EPSRC Reference: EP/J002909/1
Title: The Human Brain as a Complex System: Investigating the Relationship between Structural and Functional Networks in the Thalamocortical System
Principal Investigator: Bagshaw, Professor AP
Other Investigators:
Arvanitis, Professor T
Researcher Co-Investigators:
Project Partners:
Department: School of Psychology
Organisation: University of Birmingham
Scheme: Standard Research
Starts: 03 September 2012 Ends: 31 December 2015 Value (£): 588,306
EPSRC Research Topic Classifications:
Complexity Science Image & Vision Computing
Information & Knowledge Mgmt Networks & Distributed Systems
EPSRC Industrial Sector Classifications:
Healthcare
Related Grants:
Panel History:
Panel DatePanel NameOutcome
07 Dec 2011 EPSRC ICT Responsive Mode - Dec 2011 Announced
Summary on Grant Application Form
The majority of brain functions are performed not be single regions but by the combined, coordinated activity of networks distributed throughout the brain. Several neurological and psychiatric disorders may be caused by a breakdown of the ability of these regions to communicate effectively. While several different methods have been developed to understand how the component regions, or nodes, of a network interact, there is no comprehensive framework for combining the information from different techniques to give an overall picture of network function. Without such a framework, advances in neuroimaging techniques which allow the characterisation of anatomical and functional connections cannot be fully exploited. The purpose of this project is to develop such a framework, making use of intrinsic brain activity which can define well characterised model networks, thereby providing a natural validation of the results.
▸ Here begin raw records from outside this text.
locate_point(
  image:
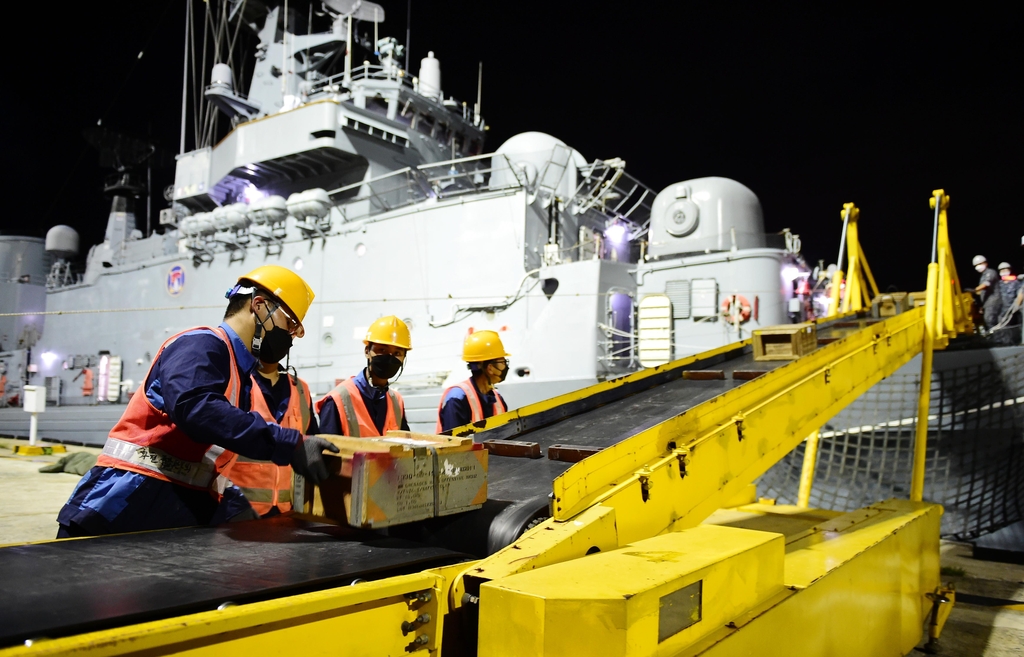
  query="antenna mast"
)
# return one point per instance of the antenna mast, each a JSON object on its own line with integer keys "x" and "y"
{"x": 479, "y": 94}
{"x": 409, "y": 29}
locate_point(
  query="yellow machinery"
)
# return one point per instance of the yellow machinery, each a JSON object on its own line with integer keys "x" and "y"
{"x": 655, "y": 544}
{"x": 856, "y": 291}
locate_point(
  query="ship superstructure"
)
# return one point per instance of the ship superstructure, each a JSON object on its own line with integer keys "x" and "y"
{"x": 374, "y": 185}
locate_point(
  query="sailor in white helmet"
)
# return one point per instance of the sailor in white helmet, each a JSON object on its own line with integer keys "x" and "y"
{"x": 988, "y": 291}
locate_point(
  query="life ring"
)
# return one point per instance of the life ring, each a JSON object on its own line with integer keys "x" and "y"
{"x": 736, "y": 307}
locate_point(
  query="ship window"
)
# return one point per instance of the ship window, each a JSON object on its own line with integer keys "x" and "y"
{"x": 407, "y": 115}
{"x": 424, "y": 123}
{"x": 678, "y": 293}
{"x": 377, "y": 105}
{"x": 441, "y": 133}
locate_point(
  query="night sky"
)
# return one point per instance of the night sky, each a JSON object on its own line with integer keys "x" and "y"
{"x": 809, "y": 105}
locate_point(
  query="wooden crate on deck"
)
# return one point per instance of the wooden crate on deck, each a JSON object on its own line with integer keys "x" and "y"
{"x": 786, "y": 342}
{"x": 400, "y": 478}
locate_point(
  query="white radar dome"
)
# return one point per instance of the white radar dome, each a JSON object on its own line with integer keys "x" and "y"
{"x": 430, "y": 76}
{"x": 61, "y": 242}
{"x": 221, "y": 76}
{"x": 705, "y": 214}
{"x": 529, "y": 154}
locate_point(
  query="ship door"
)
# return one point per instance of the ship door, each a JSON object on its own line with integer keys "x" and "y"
{"x": 619, "y": 329}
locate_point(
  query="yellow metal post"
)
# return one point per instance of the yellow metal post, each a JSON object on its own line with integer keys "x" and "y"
{"x": 834, "y": 297}
{"x": 924, "y": 396}
{"x": 807, "y": 473}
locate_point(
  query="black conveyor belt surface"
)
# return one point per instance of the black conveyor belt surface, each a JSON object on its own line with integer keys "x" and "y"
{"x": 71, "y": 586}
{"x": 516, "y": 479}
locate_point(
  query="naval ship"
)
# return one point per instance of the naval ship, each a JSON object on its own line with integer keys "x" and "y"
{"x": 379, "y": 188}
{"x": 375, "y": 184}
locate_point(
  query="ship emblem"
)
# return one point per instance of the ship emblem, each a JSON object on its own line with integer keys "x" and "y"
{"x": 175, "y": 280}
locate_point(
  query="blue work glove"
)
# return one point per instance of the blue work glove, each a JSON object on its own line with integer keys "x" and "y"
{"x": 307, "y": 460}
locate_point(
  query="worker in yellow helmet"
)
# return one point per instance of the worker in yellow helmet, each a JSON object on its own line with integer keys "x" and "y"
{"x": 365, "y": 406}
{"x": 167, "y": 462}
{"x": 475, "y": 398}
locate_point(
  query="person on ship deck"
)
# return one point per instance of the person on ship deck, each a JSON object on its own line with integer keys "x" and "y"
{"x": 167, "y": 462}
{"x": 365, "y": 405}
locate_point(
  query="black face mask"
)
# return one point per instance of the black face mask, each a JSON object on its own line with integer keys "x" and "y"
{"x": 384, "y": 365}
{"x": 274, "y": 345}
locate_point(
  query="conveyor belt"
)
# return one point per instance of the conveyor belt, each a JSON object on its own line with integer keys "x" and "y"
{"x": 518, "y": 479}
{"x": 64, "y": 587}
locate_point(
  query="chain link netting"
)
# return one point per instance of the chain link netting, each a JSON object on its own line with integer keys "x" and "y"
{"x": 975, "y": 465}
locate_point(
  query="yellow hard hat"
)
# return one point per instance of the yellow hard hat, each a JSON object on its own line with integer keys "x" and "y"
{"x": 482, "y": 345}
{"x": 284, "y": 283}
{"x": 389, "y": 331}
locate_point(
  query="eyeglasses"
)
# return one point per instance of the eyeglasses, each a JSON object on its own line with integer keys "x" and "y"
{"x": 292, "y": 325}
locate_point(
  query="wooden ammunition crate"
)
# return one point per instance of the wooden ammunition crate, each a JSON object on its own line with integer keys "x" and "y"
{"x": 787, "y": 342}
{"x": 400, "y": 478}
{"x": 890, "y": 304}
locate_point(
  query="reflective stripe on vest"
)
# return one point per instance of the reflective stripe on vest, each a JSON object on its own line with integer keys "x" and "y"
{"x": 147, "y": 442}
{"x": 265, "y": 484}
{"x": 355, "y": 420}
{"x": 475, "y": 403}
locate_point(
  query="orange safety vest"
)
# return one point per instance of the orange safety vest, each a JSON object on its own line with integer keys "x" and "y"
{"x": 263, "y": 483}
{"x": 87, "y": 382}
{"x": 475, "y": 404}
{"x": 146, "y": 441}
{"x": 355, "y": 420}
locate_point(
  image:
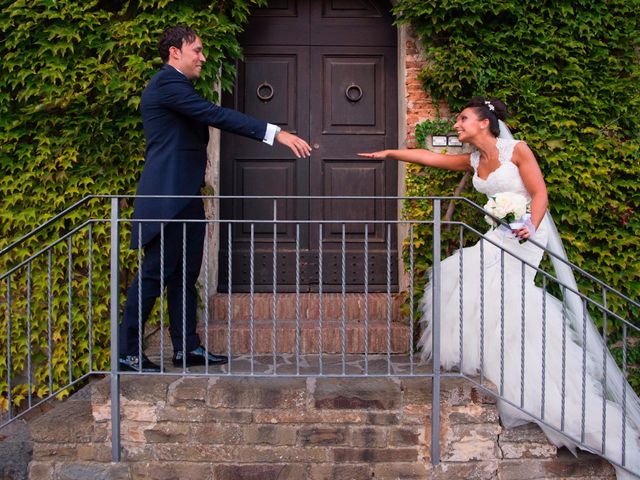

The nodes of brain networks can be identified using three different definitions of connectivity between regions. Structural connectivity (SC) describes the anatomical connections between regions, functional connectivity (FC) identifies whether the activity of two regions increases and decreases coherently, while effective connectivity (EC) attempts to describe the brain not in terms of EEG or MRI signals, but the underlying neuronal populations which produce them. Each of these measures can be estimated using multiple different data acquisition and analysis techniques. For example, SC can be determined from diffusion tensor imaging (DTI) MRI scans, which are sensitive to the diffusion of water in white matter tracts, or from measurements of cortical thickness. Similarly, FC can be calculated from electroencephalography (EEG) or functional MRI (fMRI) measurements. Understanding how these different measures of connectivity are related, and how measurements of human brain function and structure can be combined to produce a unified picture, is not straightforward. Few studies have acquired the high quality data with multiple techniques that is required for such an undertaking. A further complication is that of defining model networks which are of sufficient complexity to provide a realistic test of any methodological developments, while being sufficiently well-characterised to allow developments to be validated. We will overcome this issue in a novel way by building on decades of invasive neurophysiological experiments which have characterised the networks responsible for the generation of thalamocortical oscillations (TCO), electrophysiological events that are generated by interactions between cortical and thalamic network nodes. TCO can be hallmarks of normal brain function (alpha rhythm, sleep spindles and K-complexes), or pathophysiology, of which the most obvious are generalised spike-wave discharges, characteristic of generalised epilepsy.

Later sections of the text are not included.